Steve Mumford Interviewed by Reuters

“FEATURE-Embedded artist gives another perspective on Iraq war.” / Reuters News / Claudia Parsons / January 10, 2005

NEW YORK, Jan 10 (Reuters) - The world has seen more images from the war in Iraq than of any conflict in history, from film of tanks advancing on Baghdad to digital pictures of prisoner abuse, but artist Steve Mumford is offering something else.

The 44-year-old New Yorker, whose previous works include pictures of wolves in a forest and sharks underwater, seems an unlikely heir to the man he cites as a hero, Winslow Homer who documented the American Civil War for Harper's Weekly.

With no official links to the military, which has its own combat artists, Mumford decided to travel to Iraq independently within days of the U.S.-led invasion.

He reported back only to an arts Web site called, writing a "Baghdad journal" about his experiences illustrated by his drawings and paintings that have since been shown in a New York gallery and which go on tour early this year.

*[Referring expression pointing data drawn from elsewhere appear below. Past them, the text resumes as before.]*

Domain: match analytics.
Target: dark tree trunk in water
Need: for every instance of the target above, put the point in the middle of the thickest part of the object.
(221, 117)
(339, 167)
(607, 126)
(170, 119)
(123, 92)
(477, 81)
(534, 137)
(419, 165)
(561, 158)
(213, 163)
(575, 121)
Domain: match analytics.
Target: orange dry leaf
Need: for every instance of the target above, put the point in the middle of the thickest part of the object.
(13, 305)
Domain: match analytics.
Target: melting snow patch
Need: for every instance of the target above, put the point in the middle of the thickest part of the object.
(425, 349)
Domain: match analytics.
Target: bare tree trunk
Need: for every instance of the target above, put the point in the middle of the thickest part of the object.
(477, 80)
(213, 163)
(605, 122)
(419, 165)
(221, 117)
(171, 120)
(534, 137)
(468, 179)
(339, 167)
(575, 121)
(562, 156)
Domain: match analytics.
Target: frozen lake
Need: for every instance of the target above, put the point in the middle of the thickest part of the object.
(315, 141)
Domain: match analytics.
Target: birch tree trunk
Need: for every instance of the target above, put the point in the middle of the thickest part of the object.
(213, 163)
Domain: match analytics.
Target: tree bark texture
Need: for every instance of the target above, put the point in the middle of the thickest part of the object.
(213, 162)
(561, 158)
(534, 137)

Mumford explains his decision as a logical extension of his interest in conflict in nature, which developed into a fascination with the Vietnam war in the year before the Iraq war. "Suddenly it occurred to me I'm interested in war, the story of war. I'm not sure why," Mumford said in an interview.

"I'm also very interested in combat art which has been this genre for a long, long time though it's slowly died since World War Two. So I thought, why don't I just go."

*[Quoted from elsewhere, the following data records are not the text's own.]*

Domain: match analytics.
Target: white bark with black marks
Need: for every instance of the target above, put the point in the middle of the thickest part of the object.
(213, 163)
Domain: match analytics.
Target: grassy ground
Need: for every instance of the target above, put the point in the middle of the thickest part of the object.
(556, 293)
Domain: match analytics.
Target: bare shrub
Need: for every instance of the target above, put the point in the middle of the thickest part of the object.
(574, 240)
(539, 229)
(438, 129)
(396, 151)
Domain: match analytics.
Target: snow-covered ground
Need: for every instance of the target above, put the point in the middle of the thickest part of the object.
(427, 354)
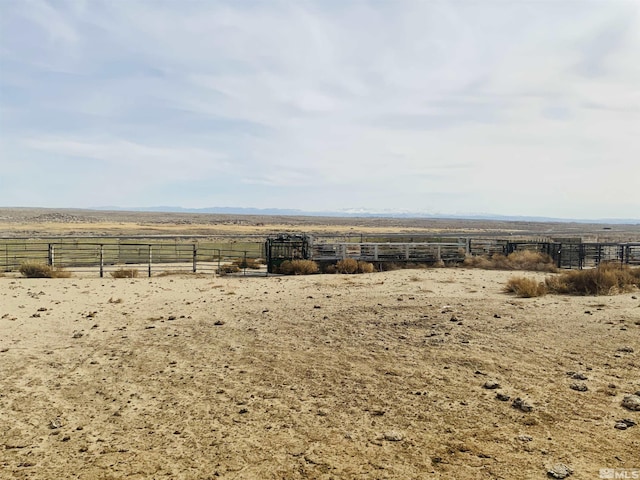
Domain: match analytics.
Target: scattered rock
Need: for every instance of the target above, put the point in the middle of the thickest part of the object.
(631, 402)
(559, 470)
(625, 423)
(393, 436)
(522, 405)
(55, 423)
(579, 387)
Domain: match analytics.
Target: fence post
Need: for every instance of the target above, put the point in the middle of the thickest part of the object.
(195, 255)
(101, 261)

He borrowed tens of thousands of dollars to buy a flak jacket and helmet, satellite communications gear and other equipment. Mumford, who grew up in Boston, traveled to Iraq via Cairo and Kuwait in April 2003.

"Since I'd never been to a war zone before I thought maybe I'll just freak out when I get to Kuwait City and fly right home," he recalled. Instead, he reached Baghdad and has now made four trips to Iraq, staying several months each time both "embedded" with U.S. troops and living and working independently.

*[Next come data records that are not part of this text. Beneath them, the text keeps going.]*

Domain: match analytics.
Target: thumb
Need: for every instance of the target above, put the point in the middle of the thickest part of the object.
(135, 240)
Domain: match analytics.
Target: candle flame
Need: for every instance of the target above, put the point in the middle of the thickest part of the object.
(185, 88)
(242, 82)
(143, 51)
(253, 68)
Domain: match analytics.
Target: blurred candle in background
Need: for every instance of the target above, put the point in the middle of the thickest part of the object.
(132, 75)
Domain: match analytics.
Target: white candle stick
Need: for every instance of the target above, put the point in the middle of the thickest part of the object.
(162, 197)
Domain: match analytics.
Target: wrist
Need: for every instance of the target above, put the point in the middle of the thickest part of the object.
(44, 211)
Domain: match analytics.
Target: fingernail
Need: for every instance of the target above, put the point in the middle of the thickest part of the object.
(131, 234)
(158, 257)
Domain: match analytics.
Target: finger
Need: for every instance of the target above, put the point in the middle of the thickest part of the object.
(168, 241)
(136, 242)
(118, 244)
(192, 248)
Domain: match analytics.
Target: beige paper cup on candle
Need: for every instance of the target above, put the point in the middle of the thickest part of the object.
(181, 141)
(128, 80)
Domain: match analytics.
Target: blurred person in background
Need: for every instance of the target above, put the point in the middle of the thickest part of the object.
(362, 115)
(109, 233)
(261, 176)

"What really interested me was returning to the idea of the artist as witness, having a first person encounter with an event and describing in very personal and subjective terms what that event is all about," he said in his New York studio.

The earliest installments of the journal include pictures of ordinary life in Baghdad - backgammon players in a teahouse, salesmen on a street corner. Others record the time he spent with the military in Tikrit, Baquba and Ramadi - cities whose names alone conjure up images of violence.


"The drawings have attracted a lot of attention though the attention is mixed," Mumford said. "Most artists are pretty strongly politically against the war so there's been criticism that the drawings seem too neutral."

He says he felt no compulsion to be objective since he was an artist rather than a journalist.

"If I was with a military unit and I felt like these guys were doing a good job ... and they were good guys, I tended to identify with them and be supportive of their mission."

"At the same time if I was with Iraqis, especially my Iraqi friends, I would try to reflect that subjectively too."

On his most recent visit from June to October last year, Mumford joined a unit patrolling part of Baghdad.

His journal tells of cramming into Bradley armored vehicles with soldiers, creeping up to a rooftop during a gunbattle to make his daily phone-call to his wife and lying flat behind a U.S. sniper to sketch him as he came under fire.

His art has been on show in New York gallery and will appear in Michigan at the end of January and in Miami in April. A book of 200 to 250 pictures is due out in September.

While military families might seem the obvious buyers of his work, Mumford says the price tag of $1,500 for a fully worked up painting may be too high for many of them.

"These drawings are not only a rare record of the stuff that I did over there, but they're also an important part of me making a living," said Mumford, whose wife is also an artist.

Mumford said he had grown progressively more pessimistic since his first visit because security has deteriorated to the extent that he said Iraq was almost in a state of civil war just weeks before elections at the end of January.

He is still in contact with several Iraqi friends as well as a few U.S. soldiers, but he has no plans to return.

"Being in a war zone is a very high adrenalin experience ... almost like a drug, but I felt every time I got in a Bradley the risk was going up a little bit more," he said.